Phuong Nguyen (PN) and Chris Nguyen (CN)
PN: I remember that day, clearly, even twenty years later. I was sitting in office, and there goes ’BOOM’. My boss come over and say, ”It is the Federal Building. Did you have your baby at the day care there?” I say, ”Oh my god.” You was the third child brought out, you have bleeding from the head down through your face. And you were screaming and crying like crazy.
CN: A lot of times people ask me, ”What do you remember?” but I don’t remember anything.
PN: On the anniversary, we used to hide the newspaper, we turn off the TV. We don’t want you to see, to hear.
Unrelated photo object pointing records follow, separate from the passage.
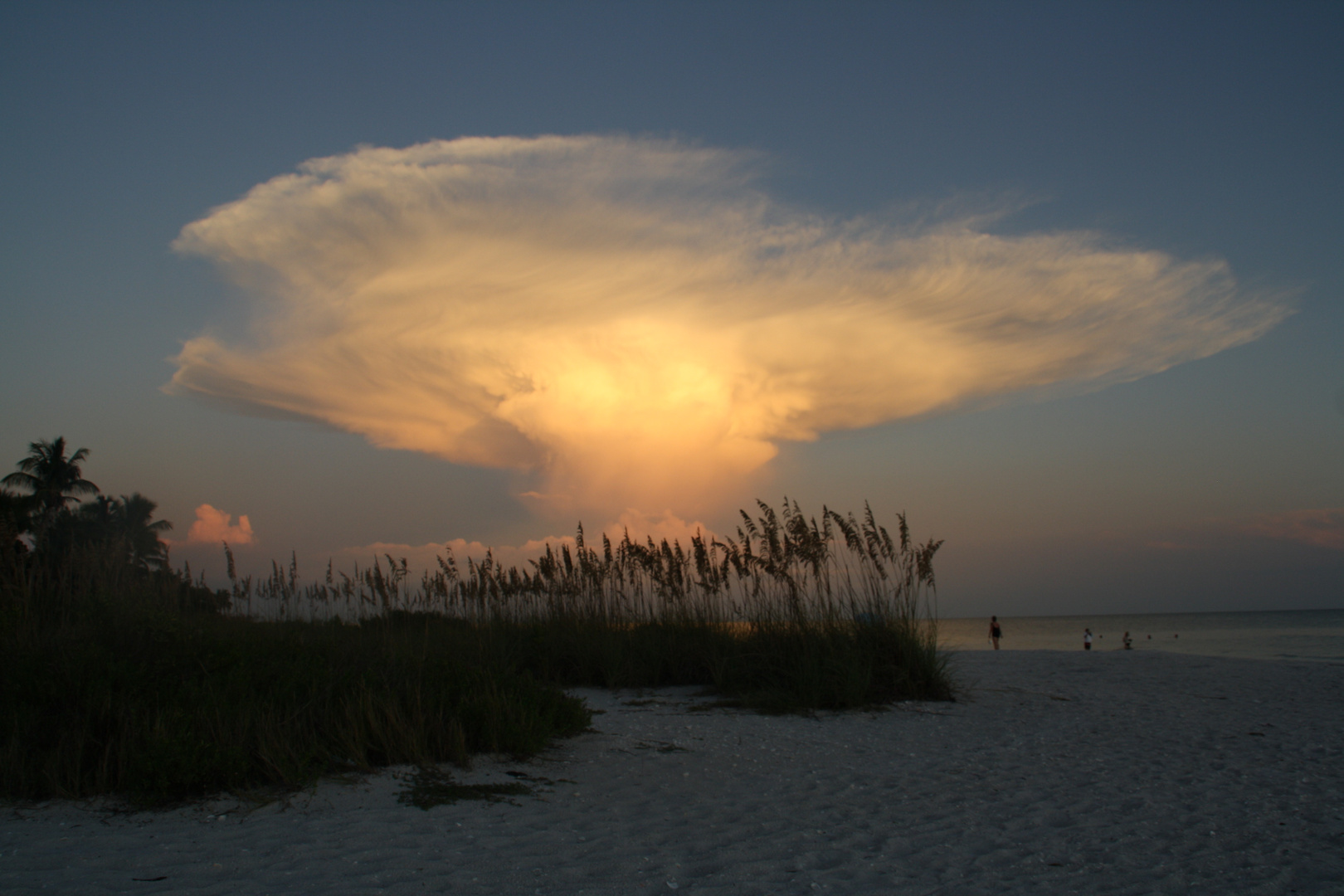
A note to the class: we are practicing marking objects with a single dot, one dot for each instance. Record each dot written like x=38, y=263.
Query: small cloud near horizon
x=1322, y=528
x=637, y=324
x=424, y=557
x=212, y=527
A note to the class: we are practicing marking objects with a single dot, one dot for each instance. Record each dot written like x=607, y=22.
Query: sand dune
x=1107, y=772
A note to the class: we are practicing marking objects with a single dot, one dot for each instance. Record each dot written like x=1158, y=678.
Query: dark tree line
x=45, y=505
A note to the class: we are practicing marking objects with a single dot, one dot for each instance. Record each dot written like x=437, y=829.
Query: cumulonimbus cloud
x=640, y=324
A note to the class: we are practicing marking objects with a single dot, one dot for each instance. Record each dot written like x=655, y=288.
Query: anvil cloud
x=639, y=323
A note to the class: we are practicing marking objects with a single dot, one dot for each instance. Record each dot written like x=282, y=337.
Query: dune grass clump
x=145, y=684
x=160, y=705
x=791, y=614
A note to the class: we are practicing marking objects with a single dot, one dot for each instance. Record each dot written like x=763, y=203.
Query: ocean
x=1293, y=635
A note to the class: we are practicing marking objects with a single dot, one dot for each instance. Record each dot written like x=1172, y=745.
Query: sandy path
x=1103, y=772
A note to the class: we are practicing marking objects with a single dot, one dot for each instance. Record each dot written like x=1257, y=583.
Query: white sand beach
x=1103, y=772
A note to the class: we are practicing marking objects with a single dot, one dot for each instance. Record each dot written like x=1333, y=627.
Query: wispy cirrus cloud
x=641, y=325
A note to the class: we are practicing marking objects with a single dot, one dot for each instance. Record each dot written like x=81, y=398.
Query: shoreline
x=1108, y=772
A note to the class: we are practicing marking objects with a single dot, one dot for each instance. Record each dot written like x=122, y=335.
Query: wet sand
x=1103, y=772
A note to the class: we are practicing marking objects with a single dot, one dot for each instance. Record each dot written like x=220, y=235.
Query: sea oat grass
x=152, y=687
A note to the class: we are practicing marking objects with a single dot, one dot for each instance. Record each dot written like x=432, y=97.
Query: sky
x=1059, y=281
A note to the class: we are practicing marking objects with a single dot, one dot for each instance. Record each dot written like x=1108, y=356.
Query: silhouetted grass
x=153, y=687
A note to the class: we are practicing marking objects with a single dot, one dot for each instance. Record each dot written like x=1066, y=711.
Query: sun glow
x=639, y=324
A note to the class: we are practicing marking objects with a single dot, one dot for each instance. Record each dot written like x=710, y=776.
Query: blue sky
x=1209, y=134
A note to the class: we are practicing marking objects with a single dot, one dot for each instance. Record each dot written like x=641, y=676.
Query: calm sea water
x=1296, y=635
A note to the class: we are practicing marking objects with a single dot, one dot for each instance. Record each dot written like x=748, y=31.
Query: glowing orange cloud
x=212, y=527
x=636, y=321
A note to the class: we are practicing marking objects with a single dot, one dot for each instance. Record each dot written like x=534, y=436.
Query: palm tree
x=52, y=477
x=147, y=548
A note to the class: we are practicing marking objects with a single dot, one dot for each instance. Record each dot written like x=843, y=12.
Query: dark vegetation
x=119, y=674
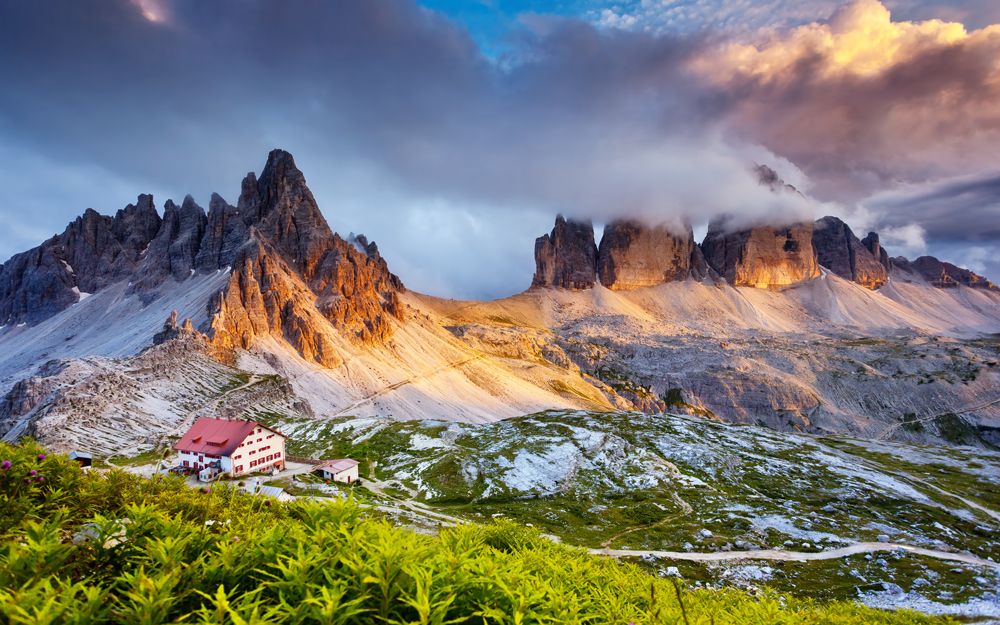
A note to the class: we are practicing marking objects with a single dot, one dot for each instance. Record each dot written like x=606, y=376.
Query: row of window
x=259, y=462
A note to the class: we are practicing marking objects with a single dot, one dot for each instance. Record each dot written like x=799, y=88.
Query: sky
x=452, y=132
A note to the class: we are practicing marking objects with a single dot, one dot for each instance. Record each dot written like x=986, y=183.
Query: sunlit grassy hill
x=116, y=548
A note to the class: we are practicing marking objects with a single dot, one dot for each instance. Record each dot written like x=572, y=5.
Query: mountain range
x=117, y=331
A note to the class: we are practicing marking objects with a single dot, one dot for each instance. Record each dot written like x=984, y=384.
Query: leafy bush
x=116, y=548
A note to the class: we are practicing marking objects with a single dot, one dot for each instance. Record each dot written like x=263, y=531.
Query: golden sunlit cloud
x=153, y=10
x=860, y=39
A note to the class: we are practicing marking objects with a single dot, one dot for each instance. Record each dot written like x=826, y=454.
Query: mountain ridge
x=273, y=291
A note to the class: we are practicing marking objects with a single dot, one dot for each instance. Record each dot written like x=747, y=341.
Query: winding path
x=798, y=556
x=349, y=410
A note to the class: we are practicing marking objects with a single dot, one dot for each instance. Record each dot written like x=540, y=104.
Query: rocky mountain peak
x=282, y=208
x=769, y=178
x=840, y=251
x=874, y=245
x=761, y=256
x=566, y=257
x=634, y=255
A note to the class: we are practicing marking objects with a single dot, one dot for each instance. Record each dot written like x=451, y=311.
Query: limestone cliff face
x=844, y=254
x=633, y=255
x=567, y=257
x=94, y=251
x=761, y=256
x=348, y=284
x=291, y=275
x=172, y=252
x=225, y=234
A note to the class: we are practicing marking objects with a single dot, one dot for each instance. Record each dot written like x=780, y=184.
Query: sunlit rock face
x=93, y=252
x=762, y=256
x=294, y=274
x=633, y=255
x=566, y=258
x=844, y=254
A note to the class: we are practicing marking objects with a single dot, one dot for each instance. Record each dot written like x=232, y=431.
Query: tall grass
x=115, y=548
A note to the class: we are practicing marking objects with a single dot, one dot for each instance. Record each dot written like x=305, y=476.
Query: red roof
x=219, y=437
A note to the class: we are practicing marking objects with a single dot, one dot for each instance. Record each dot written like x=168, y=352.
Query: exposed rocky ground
x=800, y=327
x=123, y=406
x=718, y=505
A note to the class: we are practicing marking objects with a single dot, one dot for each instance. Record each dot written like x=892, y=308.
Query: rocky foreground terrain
x=117, y=330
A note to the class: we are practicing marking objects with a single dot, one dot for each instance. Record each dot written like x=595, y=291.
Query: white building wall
x=259, y=445
x=265, y=447
x=350, y=475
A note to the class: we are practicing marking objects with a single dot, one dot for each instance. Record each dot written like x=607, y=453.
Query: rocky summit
x=762, y=256
x=633, y=255
x=846, y=255
x=566, y=257
x=289, y=273
x=941, y=274
x=648, y=320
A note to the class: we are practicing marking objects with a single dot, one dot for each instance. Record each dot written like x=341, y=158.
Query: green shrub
x=123, y=549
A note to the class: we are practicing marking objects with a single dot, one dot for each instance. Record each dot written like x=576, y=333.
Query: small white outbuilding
x=339, y=470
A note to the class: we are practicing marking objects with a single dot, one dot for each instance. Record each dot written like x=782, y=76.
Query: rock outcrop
x=295, y=261
x=761, y=256
x=633, y=255
x=942, y=274
x=840, y=251
x=874, y=245
x=93, y=252
x=566, y=258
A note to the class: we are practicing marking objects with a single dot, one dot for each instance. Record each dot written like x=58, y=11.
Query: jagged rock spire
x=634, y=255
x=567, y=257
x=761, y=256
x=840, y=251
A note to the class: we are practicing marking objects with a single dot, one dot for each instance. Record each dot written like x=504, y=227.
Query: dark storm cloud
x=454, y=162
x=965, y=210
x=391, y=111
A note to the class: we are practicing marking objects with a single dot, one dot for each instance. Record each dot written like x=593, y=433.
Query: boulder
x=761, y=256
x=840, y=251
x=633, y=255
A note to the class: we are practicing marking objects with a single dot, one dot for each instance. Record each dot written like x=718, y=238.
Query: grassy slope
x=116, y=548
x=646, y=482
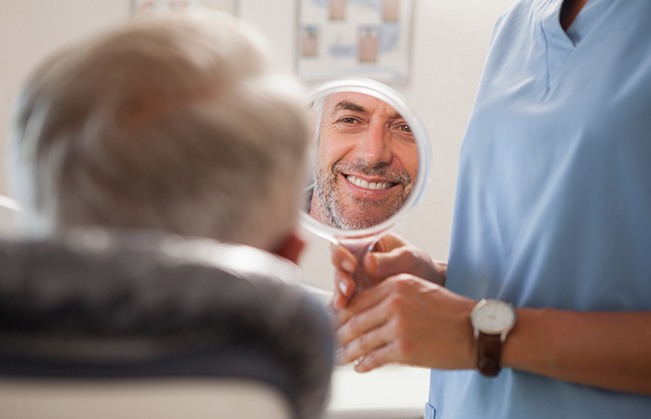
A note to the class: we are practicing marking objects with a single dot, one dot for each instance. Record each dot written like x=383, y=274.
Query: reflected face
x=367, y=161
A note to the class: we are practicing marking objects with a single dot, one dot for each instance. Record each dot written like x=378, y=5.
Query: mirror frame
x=392, y=97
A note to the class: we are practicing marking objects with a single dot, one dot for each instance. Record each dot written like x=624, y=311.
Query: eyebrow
x=349, y=106
x=346, y=105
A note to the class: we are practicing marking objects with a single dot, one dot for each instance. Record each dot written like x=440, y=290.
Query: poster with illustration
x=139, y=7
x=367, y=38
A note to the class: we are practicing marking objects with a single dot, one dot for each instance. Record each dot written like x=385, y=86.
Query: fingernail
x=348, y=266
x=343, y=287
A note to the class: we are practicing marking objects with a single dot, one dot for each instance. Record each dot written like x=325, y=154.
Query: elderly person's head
x=170, y=123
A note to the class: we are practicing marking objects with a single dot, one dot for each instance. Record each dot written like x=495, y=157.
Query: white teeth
x=368, y=185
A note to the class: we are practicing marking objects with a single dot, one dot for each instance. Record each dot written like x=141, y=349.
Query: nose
x=373, y=146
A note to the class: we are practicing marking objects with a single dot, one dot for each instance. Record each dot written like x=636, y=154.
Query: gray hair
x=171, y=123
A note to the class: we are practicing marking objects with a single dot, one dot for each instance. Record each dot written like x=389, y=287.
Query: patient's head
x=171, y=123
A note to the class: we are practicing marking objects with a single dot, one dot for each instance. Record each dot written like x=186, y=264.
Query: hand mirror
x=370, y=164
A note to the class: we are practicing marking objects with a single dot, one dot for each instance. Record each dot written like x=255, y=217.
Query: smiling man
x=366, y=161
CN: And then I found out in kindergarten. Some girl brought in a clip for show-and-tell. It was the bombing, and I started crying. That’s the first time I heard about it, but I knew it was the bombing. Nobody had to say it to me. I already knew.
PN: That day—it left a scar in our life, and you know scar, it going to stay with you. It’s not going to go away.
CN: There are stories, there are interviews, there are news reports every year that tell me exactly what happened, and apparently I’m a part of it. But you remember the Harry Potter movies?
PN: Mmm-hmm.
CN: In the story his parents die and he survives somehow and he doesn’t know why and he doesn’t remember because he was also a baby. That is what it’s like for me. I guess I’ve never really talked to you and Dad about this. There’s a lot of pressure to make both of you proud, but also for all the parents who lost their own children. They won’t ever get to have that, that sense of pride when they see their own children succeeding. And when I’m thinking about what I’m doing with my life I have to think about all of the children that were in that day care that day, and how I’m lucky to have survived. I wouldn’t want to waste this opportunity that they don’t have.